The overweight rates for women are expected to remain stable at about 43%, though obesity is set to drop from 13% to 9%.
Out of the 53 countries featured in the WHO report, the Netherlands is the only one to buck the growing obesity epidemic trend. So how are they doing it?
Reports suggest the while the Dutch eat more salt and fat than Irish people, and generally consume less vegetables, they combat this by exercising more — only one in five does not get enough physical activity.
The Netherlands is a country famous for cycling — more than a quarter of all journeys are completed on a bicycle.
According to professor Donal O’Shea, head of weight management at St Columcille’s and St Vincent’s Hospitals in Dublin, the Dutch “just have a different attitude to physical activity”.

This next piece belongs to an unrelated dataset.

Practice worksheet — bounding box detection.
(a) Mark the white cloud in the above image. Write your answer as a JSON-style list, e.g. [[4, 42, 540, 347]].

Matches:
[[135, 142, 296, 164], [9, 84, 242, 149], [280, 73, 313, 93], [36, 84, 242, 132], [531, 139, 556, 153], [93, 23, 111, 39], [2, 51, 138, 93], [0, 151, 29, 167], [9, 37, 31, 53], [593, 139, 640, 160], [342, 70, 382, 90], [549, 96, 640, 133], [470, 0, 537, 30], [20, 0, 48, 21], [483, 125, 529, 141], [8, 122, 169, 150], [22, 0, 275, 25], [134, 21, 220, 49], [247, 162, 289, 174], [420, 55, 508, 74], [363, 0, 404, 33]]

While genetics also play a part — people from the Netherlands are generally quite tall — Prof O’Shea said obesity was still mainly an environmental problem that the Irish have yet to tackle effectively.
“We need the healthy Ireland Framework aggressively rolled out,” he told RTÉ’s Morning Ireland.
“This is what we have been asking for in the obesity area for probably 15 years — top leadership to address what is a much bigger health problem than cholera was back in the 1800s, than HIV and AIDS was back in the 80s and 90s.”
Meanwhile, the WHO has projected that 89% of men and 85% of women in this country will be overweight in 15 years.